Le contentieux de la construction est particulièrement technique, mêlant considérations juridiques et techniques. Un avocat spécialisé en droit de la construction vous accompagnera pour :

  • Qualifier juridiquement les désordres
  • Vérifier les délais et conditions d'action
  • Rédiger les courriers de mise en demeure
  • Négocier avec les assurances
  • Choisir l'expert et participer aux opérations d'expertise
  • Contester un rapport d'expertise défavorable
  • Engager une procédure judiciaire si nécessaire
  • Évaluer l'ensemble de vos préjudices

4. Points Clés à Retenir

  • Garantie décennale (10 ans) : couvre les dommages compromettant la solidité de l'ouvrage ou le rendant impropre à sa destination, ainsi que les équipements indissociables (article 1792 du Code civil)
  • Garantie biennale (2 ans) : couvre les équipements dissociables pouvant être remplacés sans détérioration de l'ouvrage (article 1792-3 du Code civil)

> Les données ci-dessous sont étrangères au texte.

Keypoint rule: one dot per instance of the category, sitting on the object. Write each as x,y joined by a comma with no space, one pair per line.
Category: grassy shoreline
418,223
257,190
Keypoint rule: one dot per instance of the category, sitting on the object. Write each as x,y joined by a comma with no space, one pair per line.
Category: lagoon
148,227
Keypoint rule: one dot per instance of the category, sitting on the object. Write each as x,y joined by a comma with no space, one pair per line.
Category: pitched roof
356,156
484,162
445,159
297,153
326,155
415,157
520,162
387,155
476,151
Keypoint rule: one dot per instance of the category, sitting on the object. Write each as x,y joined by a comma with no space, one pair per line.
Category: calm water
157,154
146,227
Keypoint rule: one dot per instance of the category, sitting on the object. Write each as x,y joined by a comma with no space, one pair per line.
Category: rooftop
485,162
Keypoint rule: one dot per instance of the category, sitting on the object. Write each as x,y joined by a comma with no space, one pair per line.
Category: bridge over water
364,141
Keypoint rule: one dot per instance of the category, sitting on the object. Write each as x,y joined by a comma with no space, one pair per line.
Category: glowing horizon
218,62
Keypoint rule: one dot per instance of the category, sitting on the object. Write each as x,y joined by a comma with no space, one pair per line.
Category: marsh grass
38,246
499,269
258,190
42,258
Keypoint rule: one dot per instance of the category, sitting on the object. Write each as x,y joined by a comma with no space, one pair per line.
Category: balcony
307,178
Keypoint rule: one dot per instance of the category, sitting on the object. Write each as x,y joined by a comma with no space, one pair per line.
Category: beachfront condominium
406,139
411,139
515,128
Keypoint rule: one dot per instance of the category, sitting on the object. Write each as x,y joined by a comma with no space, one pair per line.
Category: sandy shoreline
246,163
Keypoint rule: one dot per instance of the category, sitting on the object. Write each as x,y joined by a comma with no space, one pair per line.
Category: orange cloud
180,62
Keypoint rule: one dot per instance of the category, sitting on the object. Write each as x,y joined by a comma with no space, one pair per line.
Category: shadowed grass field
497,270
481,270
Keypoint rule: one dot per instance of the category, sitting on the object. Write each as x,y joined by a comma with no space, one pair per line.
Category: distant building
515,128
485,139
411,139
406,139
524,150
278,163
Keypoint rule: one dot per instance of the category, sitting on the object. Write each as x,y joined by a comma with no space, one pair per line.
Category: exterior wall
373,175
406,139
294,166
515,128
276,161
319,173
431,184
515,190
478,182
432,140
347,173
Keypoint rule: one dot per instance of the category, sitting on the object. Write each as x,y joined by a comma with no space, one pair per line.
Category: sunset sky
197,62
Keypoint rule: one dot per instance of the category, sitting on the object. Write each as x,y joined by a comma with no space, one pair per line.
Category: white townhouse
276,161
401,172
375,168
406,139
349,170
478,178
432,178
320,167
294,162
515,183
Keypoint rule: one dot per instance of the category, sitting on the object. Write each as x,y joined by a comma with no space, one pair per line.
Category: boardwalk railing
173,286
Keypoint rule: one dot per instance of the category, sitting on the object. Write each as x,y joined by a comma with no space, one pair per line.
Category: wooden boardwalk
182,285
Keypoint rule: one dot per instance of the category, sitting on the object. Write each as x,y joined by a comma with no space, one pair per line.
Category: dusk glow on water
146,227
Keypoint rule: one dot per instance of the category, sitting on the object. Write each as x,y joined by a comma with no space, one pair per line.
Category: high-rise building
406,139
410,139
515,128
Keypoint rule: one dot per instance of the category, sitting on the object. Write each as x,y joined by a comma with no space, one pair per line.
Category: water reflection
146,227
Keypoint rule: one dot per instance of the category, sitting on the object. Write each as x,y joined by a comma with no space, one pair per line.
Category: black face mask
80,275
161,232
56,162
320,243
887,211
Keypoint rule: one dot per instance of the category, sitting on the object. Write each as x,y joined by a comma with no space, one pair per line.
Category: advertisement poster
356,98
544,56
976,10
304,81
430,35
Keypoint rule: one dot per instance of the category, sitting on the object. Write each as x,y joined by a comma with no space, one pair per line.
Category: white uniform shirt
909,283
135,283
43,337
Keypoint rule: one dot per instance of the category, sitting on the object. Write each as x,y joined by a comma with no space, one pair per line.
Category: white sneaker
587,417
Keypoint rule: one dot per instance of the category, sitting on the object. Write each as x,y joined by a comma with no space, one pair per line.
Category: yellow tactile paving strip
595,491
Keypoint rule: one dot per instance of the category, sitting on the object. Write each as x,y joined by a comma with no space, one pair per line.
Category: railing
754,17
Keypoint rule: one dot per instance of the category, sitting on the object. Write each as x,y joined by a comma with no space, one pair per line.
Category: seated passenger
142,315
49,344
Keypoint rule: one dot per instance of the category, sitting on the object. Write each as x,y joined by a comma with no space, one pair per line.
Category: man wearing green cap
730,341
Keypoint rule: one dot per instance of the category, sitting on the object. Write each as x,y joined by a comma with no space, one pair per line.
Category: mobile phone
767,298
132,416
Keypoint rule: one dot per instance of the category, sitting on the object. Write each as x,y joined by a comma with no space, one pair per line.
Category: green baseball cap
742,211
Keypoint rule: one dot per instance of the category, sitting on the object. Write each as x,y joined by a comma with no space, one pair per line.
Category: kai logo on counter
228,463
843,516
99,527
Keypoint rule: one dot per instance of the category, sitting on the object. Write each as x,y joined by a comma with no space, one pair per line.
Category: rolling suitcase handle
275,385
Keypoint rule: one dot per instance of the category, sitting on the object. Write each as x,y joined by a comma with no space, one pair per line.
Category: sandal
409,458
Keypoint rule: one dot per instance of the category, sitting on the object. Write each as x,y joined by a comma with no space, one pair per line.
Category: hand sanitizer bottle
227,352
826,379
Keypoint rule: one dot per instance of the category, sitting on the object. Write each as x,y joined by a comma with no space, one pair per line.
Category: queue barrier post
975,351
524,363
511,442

  • Point de départ : les deux garanties courent à compter de la réception des travaux, formalisée par un procès-verbal
  • Assurance obligatoire : tout constructeur doit souscrire une assurance décennale ; le maître d'ouvrage peut souscrire une assurance dommages-ouvrage pour obtenir un préfinancement rapide
  • Notification immédiate : dès la découverte d'un désordre, notifiez-le au constructeur et à votre assurance par lettre recommandée avec AR
  • Expertise cruciale : l'expertise technique déterminera la nature des désordres, leur origine, les responsables et le coût des réparations
  • Délai de réparation DO : si vous avez une assurance dommages-ouvrage, elle doit vous indemniser dans les 90 jours suivant le rapport d'expertise
  • DTU et règles de l'art : les Documents Techniques Unifiés servent de référence pour apprécier la conformité des travaux
  • Cumul de recours possible : vous pouvez combiner les garanties légales avec d'autres recours (garantie des vices cachés, responsabilité contractuelle)

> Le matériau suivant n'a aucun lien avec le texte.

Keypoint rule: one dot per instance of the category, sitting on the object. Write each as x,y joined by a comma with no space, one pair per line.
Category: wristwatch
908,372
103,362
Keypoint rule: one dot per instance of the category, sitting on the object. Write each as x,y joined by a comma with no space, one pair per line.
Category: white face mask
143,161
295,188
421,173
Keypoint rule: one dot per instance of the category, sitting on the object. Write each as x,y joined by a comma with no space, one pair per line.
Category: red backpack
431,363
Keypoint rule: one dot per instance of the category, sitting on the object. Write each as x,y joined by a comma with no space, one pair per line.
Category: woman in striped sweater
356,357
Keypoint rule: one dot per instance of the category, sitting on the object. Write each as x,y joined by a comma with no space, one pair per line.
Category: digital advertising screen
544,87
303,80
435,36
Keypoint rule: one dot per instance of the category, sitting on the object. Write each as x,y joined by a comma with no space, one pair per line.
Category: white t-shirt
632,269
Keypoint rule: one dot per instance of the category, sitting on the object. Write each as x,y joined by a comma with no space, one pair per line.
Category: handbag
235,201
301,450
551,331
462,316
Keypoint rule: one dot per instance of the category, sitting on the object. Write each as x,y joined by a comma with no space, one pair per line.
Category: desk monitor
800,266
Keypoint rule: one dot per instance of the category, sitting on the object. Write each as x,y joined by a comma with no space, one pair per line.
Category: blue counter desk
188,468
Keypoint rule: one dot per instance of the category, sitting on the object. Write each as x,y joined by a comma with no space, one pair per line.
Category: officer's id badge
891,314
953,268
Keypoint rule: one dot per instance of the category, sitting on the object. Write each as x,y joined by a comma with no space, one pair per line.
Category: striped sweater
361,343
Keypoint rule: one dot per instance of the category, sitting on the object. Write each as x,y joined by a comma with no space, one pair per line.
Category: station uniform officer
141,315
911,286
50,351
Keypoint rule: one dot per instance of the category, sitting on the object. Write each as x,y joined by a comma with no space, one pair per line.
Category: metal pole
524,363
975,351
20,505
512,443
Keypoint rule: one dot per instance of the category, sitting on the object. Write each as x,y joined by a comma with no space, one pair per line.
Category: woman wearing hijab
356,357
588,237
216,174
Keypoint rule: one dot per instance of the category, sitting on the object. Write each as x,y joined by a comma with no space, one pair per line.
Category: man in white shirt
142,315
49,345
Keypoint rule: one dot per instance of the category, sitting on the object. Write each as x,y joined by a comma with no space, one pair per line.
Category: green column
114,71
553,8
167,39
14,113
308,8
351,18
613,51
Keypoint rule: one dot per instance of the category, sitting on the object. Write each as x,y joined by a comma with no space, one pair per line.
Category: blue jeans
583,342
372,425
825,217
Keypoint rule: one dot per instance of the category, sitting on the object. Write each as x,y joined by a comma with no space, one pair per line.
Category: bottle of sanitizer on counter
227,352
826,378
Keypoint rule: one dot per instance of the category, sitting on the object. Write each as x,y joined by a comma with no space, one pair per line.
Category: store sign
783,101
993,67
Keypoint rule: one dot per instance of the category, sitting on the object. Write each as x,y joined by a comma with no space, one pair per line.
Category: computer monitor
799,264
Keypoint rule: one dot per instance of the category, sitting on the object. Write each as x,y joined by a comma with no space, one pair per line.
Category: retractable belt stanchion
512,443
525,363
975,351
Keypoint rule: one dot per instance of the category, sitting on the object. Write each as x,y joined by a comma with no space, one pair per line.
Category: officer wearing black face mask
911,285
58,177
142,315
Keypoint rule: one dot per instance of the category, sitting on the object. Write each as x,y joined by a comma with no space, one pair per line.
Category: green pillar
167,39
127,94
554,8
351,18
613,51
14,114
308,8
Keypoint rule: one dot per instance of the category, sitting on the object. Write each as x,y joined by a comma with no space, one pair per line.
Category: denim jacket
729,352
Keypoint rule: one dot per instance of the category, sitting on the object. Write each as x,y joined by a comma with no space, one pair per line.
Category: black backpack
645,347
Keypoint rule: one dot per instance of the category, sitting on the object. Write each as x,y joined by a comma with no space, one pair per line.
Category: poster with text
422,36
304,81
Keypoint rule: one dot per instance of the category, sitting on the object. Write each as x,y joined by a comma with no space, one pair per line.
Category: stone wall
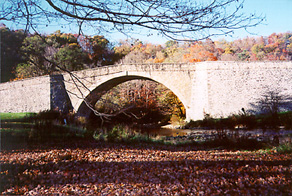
29,95
215,88
235,85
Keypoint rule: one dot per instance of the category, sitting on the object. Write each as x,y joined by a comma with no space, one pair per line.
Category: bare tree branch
179,20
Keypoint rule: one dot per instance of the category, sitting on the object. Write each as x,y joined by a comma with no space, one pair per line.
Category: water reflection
284,136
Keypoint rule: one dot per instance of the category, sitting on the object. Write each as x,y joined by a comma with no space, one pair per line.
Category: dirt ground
99,168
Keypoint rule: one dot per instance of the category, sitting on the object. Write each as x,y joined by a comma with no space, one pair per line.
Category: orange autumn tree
200,51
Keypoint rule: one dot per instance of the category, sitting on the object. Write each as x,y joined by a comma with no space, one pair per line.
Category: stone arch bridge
217,88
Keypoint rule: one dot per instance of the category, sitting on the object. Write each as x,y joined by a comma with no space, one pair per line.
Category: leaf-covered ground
98,168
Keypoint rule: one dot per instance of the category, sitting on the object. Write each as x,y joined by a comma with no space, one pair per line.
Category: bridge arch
97,89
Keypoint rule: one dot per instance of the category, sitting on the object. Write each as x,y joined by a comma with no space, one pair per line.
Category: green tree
11,42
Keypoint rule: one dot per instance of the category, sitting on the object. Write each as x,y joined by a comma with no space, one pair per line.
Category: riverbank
82,167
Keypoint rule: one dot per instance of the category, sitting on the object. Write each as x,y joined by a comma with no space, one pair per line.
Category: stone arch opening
100,89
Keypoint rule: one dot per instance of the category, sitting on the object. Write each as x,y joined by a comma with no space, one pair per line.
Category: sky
278,15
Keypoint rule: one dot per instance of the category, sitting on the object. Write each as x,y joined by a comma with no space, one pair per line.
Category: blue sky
278,20
278,16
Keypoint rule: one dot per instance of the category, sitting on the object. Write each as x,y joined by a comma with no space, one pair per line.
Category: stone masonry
217,88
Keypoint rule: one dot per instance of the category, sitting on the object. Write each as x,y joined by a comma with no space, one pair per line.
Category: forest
29,55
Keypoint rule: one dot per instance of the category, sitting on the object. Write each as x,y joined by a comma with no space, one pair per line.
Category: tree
180,20
10,51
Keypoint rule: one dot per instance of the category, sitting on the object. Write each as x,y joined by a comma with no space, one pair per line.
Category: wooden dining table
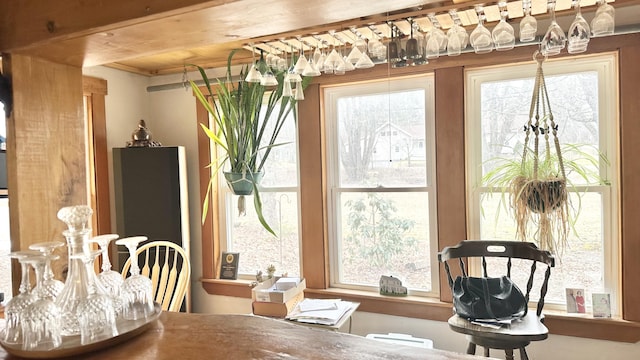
239,337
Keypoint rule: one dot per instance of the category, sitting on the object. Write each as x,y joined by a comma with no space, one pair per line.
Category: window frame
604,65
449,80
331,94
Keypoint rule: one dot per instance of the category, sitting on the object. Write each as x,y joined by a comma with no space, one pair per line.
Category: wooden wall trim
94,86
43,21
314,251
629,180
102,206
46,145
450,163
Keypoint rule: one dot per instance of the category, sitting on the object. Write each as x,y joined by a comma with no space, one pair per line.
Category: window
583,96
279,194
381,188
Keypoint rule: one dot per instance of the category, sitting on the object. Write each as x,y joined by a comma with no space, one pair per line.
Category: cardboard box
279,310
266,292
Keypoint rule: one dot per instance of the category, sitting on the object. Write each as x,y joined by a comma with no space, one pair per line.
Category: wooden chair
169,269
521,332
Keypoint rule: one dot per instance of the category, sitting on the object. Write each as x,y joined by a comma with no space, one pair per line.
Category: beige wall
170,115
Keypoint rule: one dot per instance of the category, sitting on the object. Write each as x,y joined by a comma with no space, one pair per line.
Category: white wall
170,115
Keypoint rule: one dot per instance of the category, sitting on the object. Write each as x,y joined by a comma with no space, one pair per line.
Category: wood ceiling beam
88,33
27,23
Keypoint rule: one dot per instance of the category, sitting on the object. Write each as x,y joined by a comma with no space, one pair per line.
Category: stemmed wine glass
136,289
457,37
111,280
96,315
436,39
503,34
14,310
528,24
579,32
554,39
604,22
51,286
42,319
480,37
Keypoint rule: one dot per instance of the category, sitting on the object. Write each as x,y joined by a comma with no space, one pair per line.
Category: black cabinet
150,186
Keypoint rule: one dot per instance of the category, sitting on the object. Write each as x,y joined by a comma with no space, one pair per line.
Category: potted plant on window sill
537,182
246,124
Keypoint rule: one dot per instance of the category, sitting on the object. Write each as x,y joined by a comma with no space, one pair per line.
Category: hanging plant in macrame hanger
539,194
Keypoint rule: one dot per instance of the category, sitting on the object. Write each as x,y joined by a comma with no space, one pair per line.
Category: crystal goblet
579,32
51,286
96,315
14,310
111,280
528,24
603,23
42,319
136,289
554,39
503,33
481,39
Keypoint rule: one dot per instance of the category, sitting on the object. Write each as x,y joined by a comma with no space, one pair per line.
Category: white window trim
606,66
331,94
226,204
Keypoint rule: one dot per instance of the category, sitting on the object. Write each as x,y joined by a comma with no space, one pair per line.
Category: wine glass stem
24,281
106,263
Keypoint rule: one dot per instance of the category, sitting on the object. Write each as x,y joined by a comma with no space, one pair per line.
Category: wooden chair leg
471,348
509,354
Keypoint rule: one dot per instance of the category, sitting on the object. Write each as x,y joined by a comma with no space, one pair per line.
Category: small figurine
141,137
392,286
271,270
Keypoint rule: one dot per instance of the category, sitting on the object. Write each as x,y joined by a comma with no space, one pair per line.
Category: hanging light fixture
253,75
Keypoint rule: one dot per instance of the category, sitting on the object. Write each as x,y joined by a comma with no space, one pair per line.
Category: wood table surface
239,337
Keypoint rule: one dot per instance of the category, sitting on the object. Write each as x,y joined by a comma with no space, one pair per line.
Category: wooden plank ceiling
159,38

  • Assistance juridique recommandée : le contentieux de la construction est technique ; un avocat spécialisé maximisera vos chances d'obtenir une réparation complète
Avertissement : Cet article a une valeur informative et ne constitue pas un conseil juridique personnalisé. Chaque situation étant unique, nous vous recommandons de consulter un avocat pour obtenir un avis adapté à votre cas. Les informations présentées sont conformes à la législation en vigueur en janvier 2026.